# Probability question using Bayes rule

I have a probability question here which I believe I need to apply Bayes rule to solve it.

Here is the question:

A specific enzyme, QQ, which is designed to quickly help cows gain weight, is added to feed. In a recent experiment, it was noticed that some cows could have developed trotter rot because of having a diet containing this enzyme. The manufacturer producing this enzyme report that the probability of a cow developing trotter rot can increase from 0.1 (for a cow given standard feed) to 0.50 (for a cow given feed containing QQ enzyme). Out of 95 cows in an experiment, n cows were given feed containing the QQ enzyme.

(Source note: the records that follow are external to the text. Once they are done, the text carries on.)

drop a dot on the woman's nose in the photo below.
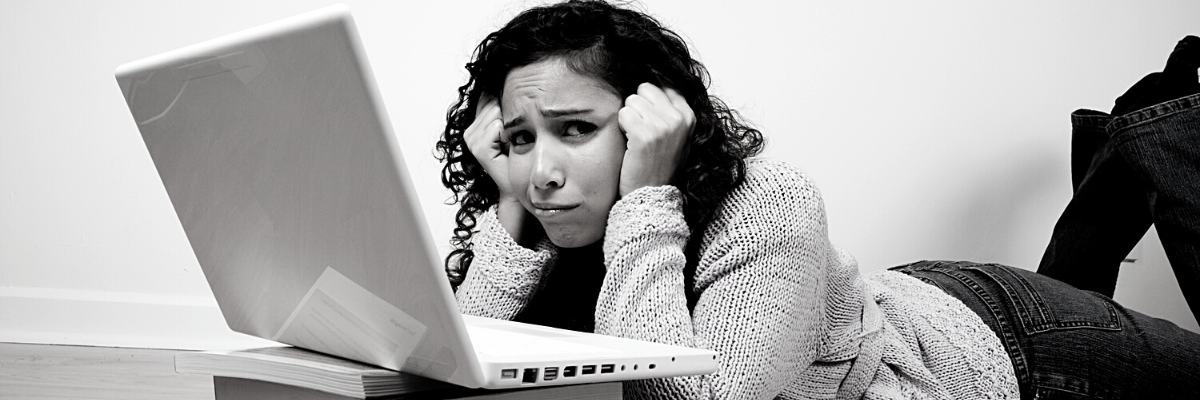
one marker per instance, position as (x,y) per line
(547,166)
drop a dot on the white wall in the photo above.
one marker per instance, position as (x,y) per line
(935,129)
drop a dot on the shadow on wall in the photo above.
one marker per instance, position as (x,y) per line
(989,222)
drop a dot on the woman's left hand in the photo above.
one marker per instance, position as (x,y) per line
(657,124)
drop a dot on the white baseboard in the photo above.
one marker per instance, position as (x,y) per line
(117,320)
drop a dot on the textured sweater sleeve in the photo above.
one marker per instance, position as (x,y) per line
(504,275)
(759,279)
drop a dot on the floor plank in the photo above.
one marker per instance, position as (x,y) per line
(49,371)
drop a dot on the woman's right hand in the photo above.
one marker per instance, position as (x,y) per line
(484,142)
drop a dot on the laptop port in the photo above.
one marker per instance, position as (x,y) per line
(529,376)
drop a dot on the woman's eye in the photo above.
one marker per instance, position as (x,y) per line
(579,127)
(521,138)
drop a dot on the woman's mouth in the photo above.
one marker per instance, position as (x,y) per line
(545,210)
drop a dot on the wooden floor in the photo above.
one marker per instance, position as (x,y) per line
(49,371)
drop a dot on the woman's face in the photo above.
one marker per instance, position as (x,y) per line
(565,149)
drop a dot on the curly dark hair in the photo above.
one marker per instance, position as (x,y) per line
(623,48)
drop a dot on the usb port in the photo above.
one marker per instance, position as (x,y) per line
(529,376)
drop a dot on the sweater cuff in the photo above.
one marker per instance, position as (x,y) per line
(652,212)
(507,264)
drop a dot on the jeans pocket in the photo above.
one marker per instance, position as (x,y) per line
(1044,304)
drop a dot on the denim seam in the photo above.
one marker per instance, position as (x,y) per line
(1038,303)
(1012,345)
(1023,310)
(1048,322)
(1152,113)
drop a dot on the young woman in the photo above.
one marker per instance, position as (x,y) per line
(603,189)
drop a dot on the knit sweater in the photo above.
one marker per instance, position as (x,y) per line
(787,311)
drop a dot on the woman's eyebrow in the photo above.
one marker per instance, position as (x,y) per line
(557,113)
(549,113)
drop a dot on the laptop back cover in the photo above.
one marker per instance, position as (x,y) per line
(280,161)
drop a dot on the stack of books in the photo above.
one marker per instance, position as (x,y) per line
(291,372)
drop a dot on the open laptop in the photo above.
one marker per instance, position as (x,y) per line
(280,160)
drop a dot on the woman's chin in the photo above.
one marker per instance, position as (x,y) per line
(573,239)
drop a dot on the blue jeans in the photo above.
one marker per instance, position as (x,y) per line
(1129,172)
(1072,344)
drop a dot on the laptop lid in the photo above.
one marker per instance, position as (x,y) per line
(277,155)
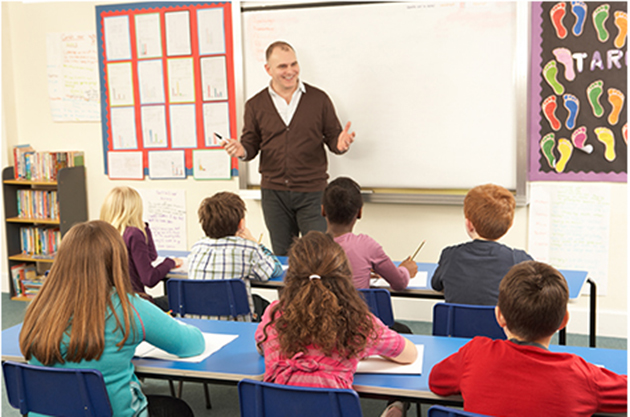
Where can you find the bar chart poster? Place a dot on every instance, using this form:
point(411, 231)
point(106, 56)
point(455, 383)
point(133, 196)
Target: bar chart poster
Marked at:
point(167, 84)
point(578, 102)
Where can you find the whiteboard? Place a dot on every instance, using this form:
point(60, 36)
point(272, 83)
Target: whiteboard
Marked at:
point(430, 88)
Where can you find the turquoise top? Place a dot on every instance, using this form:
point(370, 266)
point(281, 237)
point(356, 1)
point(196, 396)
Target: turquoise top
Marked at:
point(152, 325)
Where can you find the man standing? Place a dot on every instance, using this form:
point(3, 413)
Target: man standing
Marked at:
point(289, 122)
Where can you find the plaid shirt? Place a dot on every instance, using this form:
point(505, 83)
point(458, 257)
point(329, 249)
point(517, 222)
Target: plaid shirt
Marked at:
point(232, 257)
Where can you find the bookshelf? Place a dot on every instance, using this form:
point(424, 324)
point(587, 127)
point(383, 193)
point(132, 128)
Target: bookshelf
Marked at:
point(72, 198)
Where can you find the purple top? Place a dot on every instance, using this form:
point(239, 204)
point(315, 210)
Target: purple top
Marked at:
point(365, 254)
point(141, 253)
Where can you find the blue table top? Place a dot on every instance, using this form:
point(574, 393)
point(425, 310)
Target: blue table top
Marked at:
point(239, 360)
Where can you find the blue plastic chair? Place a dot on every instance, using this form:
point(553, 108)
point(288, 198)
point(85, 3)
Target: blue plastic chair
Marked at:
point(56, 391)
point(462, 320)
point(264, 399)
point(441, 411)
point(220, 297)
point(380, 303)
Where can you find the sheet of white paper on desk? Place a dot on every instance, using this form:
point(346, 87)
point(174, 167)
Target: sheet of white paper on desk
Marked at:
point(420, 280)
point(379, 365)
point(181, 270)
point(214, 342)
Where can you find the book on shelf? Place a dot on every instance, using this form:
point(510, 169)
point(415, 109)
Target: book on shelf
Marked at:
point(43, 166)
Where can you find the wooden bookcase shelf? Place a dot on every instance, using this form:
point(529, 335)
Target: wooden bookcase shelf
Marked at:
point(72, 197)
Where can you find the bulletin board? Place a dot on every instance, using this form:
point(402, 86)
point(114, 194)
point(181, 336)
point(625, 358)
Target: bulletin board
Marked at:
point(579, 90)
point(167, 85)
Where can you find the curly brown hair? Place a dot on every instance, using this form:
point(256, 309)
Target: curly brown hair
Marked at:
point(327, 312)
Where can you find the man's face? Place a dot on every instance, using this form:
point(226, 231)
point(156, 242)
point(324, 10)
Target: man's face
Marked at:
point(283, 69)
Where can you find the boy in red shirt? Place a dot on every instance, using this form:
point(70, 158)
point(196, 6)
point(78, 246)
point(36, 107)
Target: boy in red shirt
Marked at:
point(520, 376)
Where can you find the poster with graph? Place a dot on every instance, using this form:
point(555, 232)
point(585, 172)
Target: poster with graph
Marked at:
point(167, 84)
point(579, 123)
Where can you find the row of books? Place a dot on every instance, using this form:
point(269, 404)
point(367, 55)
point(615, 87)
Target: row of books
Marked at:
point(39, 242)
point(26, 282)
point(42, 166)
point(37, 204)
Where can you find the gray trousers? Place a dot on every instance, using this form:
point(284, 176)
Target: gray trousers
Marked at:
point(289, 214)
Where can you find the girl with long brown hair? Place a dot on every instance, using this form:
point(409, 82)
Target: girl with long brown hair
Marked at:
point(320, 328)
point(88, 316)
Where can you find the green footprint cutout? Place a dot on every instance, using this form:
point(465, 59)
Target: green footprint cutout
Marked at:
point(549, 73)
point(594, 92)
point(547, 143)
point(600, 15)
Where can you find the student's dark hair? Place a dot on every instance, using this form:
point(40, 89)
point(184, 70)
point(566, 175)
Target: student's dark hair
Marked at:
point(342, 201)
point(533, 299)
point(326, 311)
point(277, 44)
point(220, 214)
point(490, 209)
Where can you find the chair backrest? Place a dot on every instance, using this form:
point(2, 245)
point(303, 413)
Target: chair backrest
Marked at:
point(380, 303)
point(462, 320)
point(56, 391)
point(441, 411)
point(264, 399)
point(221, 297)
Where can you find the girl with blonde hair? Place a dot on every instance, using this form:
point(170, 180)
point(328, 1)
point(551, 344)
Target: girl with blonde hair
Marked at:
point(320, 328)
point(122, 208)
point(87, 316)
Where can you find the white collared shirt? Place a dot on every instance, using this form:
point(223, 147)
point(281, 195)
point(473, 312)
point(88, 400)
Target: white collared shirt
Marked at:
point(287, 110)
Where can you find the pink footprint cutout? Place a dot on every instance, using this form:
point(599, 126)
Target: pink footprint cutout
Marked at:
point(549, 107)
point(563, 55)
point(578, 138)
point(557, 14)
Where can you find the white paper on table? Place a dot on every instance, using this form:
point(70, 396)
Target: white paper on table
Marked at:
point(214, 342)
point(420, 280)
point(179, 270)
point(379, 365)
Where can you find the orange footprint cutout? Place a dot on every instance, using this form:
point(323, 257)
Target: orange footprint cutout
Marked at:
point(606, 136)
point(621, 21)
point(616, 99)
point(549, 107)
point(566, 150)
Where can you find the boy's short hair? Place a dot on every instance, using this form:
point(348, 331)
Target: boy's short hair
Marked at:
point(220, 214)
point(533, 299)
point(342, 201)
point(490, 209)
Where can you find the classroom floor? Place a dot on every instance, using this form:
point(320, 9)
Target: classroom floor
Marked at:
point(225, 397)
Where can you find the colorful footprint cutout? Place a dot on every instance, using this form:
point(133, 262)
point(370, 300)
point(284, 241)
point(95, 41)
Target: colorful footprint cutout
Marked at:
point(557, 15)
point(566, 150)
point(579, 138)
point(594, 92)
point(579, 9)
point(547, 143)
point(563, 55)
point(600, 15)
point(550, 73)
point(621, 22)
point(549, 107)
point(616, 99)
point(572, 104)
point(606, 136)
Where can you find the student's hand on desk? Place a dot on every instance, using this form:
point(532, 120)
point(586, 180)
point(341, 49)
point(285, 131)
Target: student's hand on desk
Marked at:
point(345, 139)
point(234, 148)
point(411, 266)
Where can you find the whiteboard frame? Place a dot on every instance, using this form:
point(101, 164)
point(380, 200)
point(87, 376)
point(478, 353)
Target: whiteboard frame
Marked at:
point(444, 196)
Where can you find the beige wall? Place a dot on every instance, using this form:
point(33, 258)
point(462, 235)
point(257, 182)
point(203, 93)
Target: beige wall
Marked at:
point(399, 228)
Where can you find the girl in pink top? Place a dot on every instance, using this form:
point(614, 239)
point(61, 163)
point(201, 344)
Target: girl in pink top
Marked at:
point(342, 206)
point(320, 328)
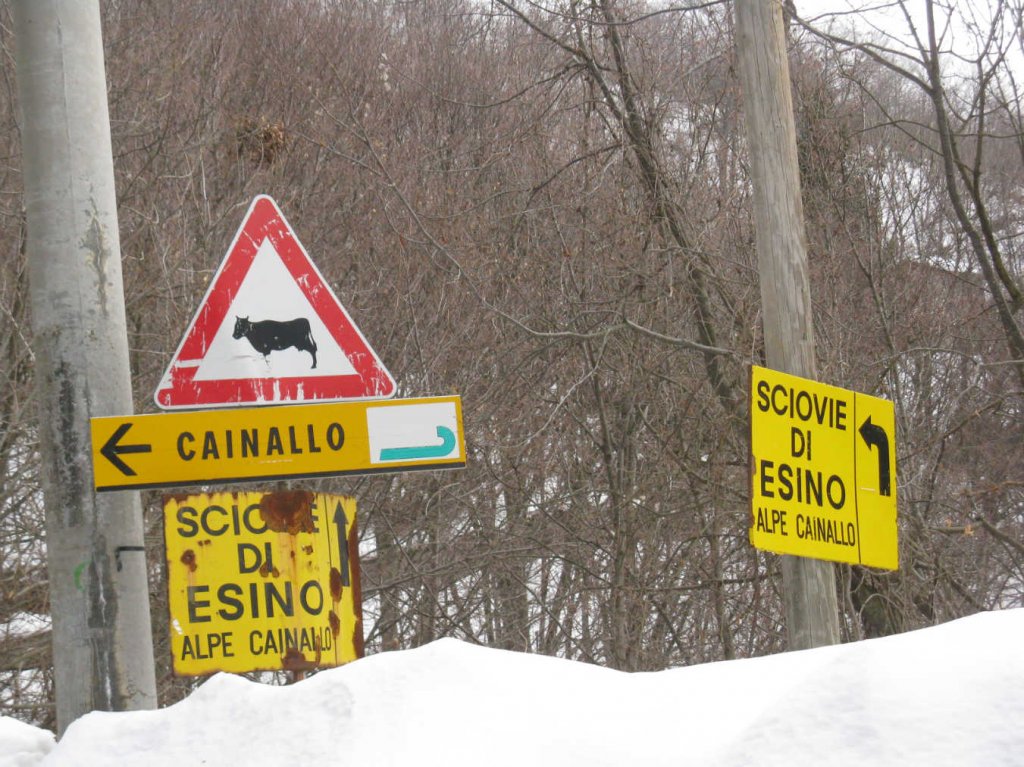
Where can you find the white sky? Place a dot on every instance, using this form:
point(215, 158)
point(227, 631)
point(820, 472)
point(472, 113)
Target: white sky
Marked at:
point(948, 695)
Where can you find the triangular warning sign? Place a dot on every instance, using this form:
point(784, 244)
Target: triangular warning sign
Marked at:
point(270, 330)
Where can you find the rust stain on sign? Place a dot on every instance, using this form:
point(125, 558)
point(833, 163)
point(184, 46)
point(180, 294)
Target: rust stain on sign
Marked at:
point(336, 584)
point(335, 623)
point(247, 593)
point(288, 511)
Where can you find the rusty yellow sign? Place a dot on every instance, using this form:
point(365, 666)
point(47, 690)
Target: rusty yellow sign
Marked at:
point(822, 471)
point(262, 582)
point(168, 450)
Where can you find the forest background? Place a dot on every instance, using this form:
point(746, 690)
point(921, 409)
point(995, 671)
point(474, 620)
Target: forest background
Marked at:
point(545, 207)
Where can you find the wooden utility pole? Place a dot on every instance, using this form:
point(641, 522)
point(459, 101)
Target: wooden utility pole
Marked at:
point(102, 645)
point(809, 585)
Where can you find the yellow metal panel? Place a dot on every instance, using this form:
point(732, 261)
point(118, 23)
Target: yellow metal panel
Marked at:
point(262, 582)
point(822, 471)
point(168, 450)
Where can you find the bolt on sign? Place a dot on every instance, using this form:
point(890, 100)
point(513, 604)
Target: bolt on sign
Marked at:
point(262, 582)
point(822, 471)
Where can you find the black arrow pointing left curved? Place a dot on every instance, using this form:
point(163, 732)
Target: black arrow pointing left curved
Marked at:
point(875, 436)
point(113, 450)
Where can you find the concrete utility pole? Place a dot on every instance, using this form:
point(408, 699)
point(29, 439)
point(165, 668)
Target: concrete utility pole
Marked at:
point(102, 645)
point(809, 585)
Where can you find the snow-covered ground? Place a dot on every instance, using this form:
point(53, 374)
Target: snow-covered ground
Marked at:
point(948, 695)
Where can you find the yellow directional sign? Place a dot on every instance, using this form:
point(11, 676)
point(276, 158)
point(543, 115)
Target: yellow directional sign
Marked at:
point(262, 582)
point(168, 450)
point(822, 471)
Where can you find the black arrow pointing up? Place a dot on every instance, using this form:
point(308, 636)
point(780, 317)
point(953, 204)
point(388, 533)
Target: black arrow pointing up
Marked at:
point(876, 436)
point(112, 451)
point(340, 522)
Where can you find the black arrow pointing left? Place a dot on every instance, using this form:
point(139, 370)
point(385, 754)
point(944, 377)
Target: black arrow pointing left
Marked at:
point(113, 450)
point(875, 436)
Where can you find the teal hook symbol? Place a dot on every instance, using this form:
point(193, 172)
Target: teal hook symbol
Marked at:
point(424, 451)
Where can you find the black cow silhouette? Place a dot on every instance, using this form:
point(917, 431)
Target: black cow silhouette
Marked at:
point(269, 335)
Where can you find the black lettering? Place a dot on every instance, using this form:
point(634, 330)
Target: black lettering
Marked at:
point(778, 389)
point(228, 595)
point(812, 488)
point(205, 520)
point(785, 479)
point(766, 478)
point(185, 455)
point(763, 396)
point(246, 564)
point(195, 604)
point(273, 443)
point(210, 446)
point(838, 499)
point(250, 442)
point(841, 415)
point(307, 587)
point(187, 526)
point(273, 595)
point(803, 403)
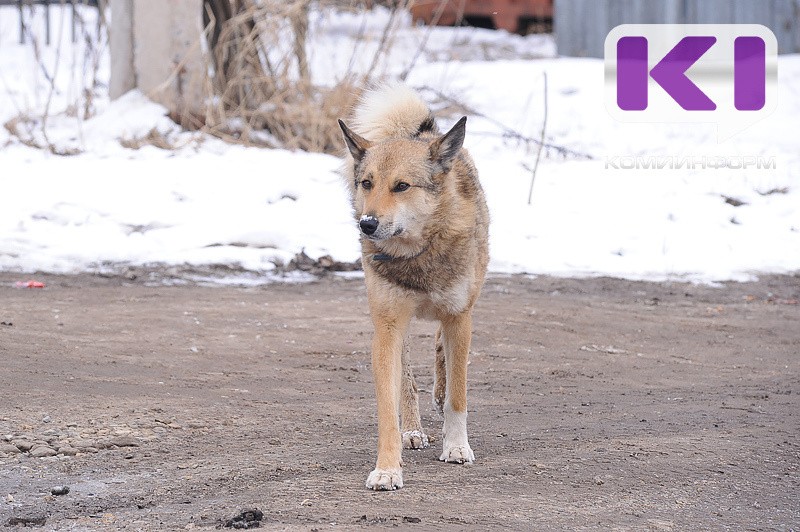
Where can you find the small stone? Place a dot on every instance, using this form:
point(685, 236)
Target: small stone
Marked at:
point(124, 441)
point(23, 445)
point(81, 444)
point(43, 451)
point(7, 448)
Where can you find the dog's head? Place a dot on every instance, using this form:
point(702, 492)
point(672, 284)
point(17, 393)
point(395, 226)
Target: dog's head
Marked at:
point(397, 184)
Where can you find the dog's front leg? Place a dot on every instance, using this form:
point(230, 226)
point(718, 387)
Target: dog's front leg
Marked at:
point(413, 435)
point(457, 335)
point(387, 348)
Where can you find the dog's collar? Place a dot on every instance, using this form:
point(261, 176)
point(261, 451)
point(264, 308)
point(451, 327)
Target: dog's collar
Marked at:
point(385, 257)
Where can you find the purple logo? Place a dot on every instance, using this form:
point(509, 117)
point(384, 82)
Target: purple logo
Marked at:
point(724, 73)
point(670, 73)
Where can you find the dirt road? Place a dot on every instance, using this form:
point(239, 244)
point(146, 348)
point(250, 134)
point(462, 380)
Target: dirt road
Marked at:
point(594, 404)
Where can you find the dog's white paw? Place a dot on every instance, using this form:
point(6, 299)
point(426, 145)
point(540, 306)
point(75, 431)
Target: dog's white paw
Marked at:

(a) A vet randomly inspects a cow. If the selected cow has trotter rot, what is the probability it had been fed with the diet containing the enzyme?

(b) Compute the maximum number of cows which should be given feed containing the mentioned enzyme if we want to have the probability derived in part a) to be less than 0.65.

My working:

I defined the terms as

•TR = a cow has trotter rot

•TR*= a cow has no trotter rot

•QQ* = a cow given standard feed

•QQ = a cow given feed containing QQ enzyme

and extracted the probabilities from the question:

•P( TR | QQ*) = 0.1

•P( TR | QQ) = 0.5

Then let:

•P( TR) = p

•P( TR*) = 1-p

•P(QQ) = k

•P(QQ*) = 1-k

I believe (a) is asking to find P(QQ | TR) so I substitute the above into $$P(QQ | TR) = \frac{P(TR|QQ) P(QQ)}{P(TR|QQ) P(QQ) + P(TR|QQ*) P(QQ*)}$$

which I get $$P(QQ | TR) =\frac{0.5k}{0.4k+0.1}$$

And I have no way to find out the values for k and p, so it seems like an incorrect way to solve this question. Also, I'm not too sure whether I defined and extracted the information correctly ( especially P(QQ) and P(QQ*).

Any help would be appreciated.

Actually, $$k=n/95$$ based on the following sentence:
$$\frac{0.5k}{0.4k+0.1}<0.65 \rightarrow n<13\times 95/48$$, which yields a max value of $$25$$ for $$n$$.